Saul, qui s’est exprimé à la Chautauqua Institution des années avant l’attaque de Rushdie, a déclaré qu’elle avait une « tradition ouverte » de débat, d’expression libre et de lutte contre la violence remontant à plus de 100 ans.
« C’est l’un des endroits les plus libres pour profiter de notre croyance en la liberté », a-t-il déclaré.
Directeur du Festival international des auteurs de Toronto Roland Gulliver tweeté samedi que les festivals littéraires et les événements du livre sont « des espaces d’expression, pour raconter vos histoires dans l’amitié, la sécurité et le respect ».
« Voir cela si violemment brisé est incroyablement choquant », a-t-il écrit.
Des expressions de sympathie sont également venues du domaine politique, le premier ministre Justin Trudeau condamnant l’attaque comme une «frappe lâche … contre la liberté d’expression».
« Personne ne devrait être menacé ou lésé sur la base de ce qu’il a écrit », lit-on dans un communiqué. publié sur le compte Twitter officiel de Trudeau. « Je lui souhaite un prompt rétablissement. »

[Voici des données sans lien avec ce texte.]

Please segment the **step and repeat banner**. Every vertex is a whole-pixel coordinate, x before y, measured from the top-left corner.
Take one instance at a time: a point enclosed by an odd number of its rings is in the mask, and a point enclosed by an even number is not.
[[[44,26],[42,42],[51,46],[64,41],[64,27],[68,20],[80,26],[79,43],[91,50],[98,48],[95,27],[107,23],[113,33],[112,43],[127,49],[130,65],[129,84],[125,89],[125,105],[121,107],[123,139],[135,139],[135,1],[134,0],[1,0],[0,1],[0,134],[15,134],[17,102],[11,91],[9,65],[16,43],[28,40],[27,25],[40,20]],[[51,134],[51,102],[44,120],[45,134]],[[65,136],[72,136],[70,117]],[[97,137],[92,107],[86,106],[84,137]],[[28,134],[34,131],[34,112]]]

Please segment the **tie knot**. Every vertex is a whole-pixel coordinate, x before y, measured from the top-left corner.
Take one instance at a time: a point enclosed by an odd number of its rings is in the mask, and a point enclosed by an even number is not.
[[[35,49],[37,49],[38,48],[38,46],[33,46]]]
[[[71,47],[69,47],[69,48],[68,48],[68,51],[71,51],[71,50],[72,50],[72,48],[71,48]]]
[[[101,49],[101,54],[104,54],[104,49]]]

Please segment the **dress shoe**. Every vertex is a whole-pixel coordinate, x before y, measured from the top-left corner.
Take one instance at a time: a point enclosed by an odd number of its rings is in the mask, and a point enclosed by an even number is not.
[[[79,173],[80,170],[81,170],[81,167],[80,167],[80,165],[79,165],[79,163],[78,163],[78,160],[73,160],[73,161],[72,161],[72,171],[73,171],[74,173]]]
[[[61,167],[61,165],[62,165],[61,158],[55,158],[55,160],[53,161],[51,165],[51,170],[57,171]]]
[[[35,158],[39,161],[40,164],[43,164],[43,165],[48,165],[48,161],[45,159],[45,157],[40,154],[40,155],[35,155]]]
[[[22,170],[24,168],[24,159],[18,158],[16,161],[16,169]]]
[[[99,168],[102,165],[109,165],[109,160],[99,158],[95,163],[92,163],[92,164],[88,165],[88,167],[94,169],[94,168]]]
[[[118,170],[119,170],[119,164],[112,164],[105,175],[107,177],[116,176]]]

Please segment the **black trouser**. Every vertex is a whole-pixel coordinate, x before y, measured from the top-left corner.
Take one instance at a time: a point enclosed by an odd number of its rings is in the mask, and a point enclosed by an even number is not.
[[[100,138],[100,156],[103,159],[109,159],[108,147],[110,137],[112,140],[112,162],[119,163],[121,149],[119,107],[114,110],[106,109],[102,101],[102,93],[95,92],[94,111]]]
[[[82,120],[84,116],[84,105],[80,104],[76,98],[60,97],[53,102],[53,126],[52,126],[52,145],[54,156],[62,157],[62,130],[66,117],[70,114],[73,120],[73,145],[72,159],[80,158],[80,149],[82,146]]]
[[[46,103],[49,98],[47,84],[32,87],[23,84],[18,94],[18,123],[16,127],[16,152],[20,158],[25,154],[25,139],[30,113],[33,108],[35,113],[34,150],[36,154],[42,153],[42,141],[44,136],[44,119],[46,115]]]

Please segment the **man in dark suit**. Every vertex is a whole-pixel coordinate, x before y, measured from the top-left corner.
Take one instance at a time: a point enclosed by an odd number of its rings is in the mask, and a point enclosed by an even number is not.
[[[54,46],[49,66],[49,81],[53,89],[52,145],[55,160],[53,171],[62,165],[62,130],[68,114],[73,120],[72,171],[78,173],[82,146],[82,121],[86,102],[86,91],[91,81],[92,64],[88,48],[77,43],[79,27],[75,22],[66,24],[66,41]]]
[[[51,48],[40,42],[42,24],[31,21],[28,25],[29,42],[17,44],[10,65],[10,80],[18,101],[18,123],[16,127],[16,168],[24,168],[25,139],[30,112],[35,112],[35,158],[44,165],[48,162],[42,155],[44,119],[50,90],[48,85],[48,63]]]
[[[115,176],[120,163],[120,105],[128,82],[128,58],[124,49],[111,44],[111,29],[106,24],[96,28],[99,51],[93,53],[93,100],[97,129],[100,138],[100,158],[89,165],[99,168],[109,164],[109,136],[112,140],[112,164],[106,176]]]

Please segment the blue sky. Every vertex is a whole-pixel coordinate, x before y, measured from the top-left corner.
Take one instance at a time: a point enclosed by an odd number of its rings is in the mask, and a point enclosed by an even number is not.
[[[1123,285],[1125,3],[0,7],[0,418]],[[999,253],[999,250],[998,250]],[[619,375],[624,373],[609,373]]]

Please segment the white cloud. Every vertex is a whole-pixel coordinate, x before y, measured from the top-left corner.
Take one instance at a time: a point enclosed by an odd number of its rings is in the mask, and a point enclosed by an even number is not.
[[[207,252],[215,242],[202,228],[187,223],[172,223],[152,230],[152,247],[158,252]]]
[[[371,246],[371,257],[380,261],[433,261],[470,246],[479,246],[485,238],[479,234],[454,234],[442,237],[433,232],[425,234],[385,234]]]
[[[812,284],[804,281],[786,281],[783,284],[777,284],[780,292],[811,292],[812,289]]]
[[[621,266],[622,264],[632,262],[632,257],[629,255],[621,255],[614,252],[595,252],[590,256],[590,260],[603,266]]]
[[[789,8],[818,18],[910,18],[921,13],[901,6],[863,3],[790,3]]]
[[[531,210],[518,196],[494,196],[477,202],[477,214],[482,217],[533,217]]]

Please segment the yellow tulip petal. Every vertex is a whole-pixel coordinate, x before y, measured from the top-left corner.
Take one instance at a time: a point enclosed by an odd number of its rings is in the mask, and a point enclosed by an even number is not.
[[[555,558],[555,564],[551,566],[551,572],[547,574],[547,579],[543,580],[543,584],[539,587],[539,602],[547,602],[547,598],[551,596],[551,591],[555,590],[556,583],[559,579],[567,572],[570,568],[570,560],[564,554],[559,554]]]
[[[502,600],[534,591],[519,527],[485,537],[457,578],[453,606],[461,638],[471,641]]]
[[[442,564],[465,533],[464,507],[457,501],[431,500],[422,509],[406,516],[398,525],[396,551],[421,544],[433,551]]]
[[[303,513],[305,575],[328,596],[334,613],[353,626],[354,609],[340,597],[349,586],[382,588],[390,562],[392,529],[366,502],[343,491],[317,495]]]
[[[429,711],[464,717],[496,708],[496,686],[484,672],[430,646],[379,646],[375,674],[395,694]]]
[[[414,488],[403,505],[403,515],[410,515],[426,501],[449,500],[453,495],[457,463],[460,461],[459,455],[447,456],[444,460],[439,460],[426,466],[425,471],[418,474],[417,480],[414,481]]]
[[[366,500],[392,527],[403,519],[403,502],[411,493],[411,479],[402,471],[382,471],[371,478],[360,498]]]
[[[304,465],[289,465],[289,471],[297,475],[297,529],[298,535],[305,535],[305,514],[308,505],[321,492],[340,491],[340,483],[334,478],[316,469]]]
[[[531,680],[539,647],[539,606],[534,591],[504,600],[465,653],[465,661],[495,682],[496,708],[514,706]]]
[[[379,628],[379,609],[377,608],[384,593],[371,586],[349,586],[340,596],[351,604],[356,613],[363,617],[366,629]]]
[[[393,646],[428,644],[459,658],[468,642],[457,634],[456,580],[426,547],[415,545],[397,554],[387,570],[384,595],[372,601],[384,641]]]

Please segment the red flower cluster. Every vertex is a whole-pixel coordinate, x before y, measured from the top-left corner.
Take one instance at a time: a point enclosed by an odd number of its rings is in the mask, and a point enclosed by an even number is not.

Rushdie, âgé de 75 ans, a subi des dommages au foie, des nerfs sectionnés au bras et risque de perdre un œil à la suite de l’attaque, a déclaré vendredi soir l’agent de Rushdie, Andrew Wylie.
Un médecin qui a été témoin de l’attaque et faisait partie de ceux qui se sont précipités pour aider a décrit les blessures de Rushdie comme « graves mais récupérables ».
Avec des fichiers de l’Associated Press. Ce rapport de La Presse canadienne a été publié pour la première fois le 13 août 2022.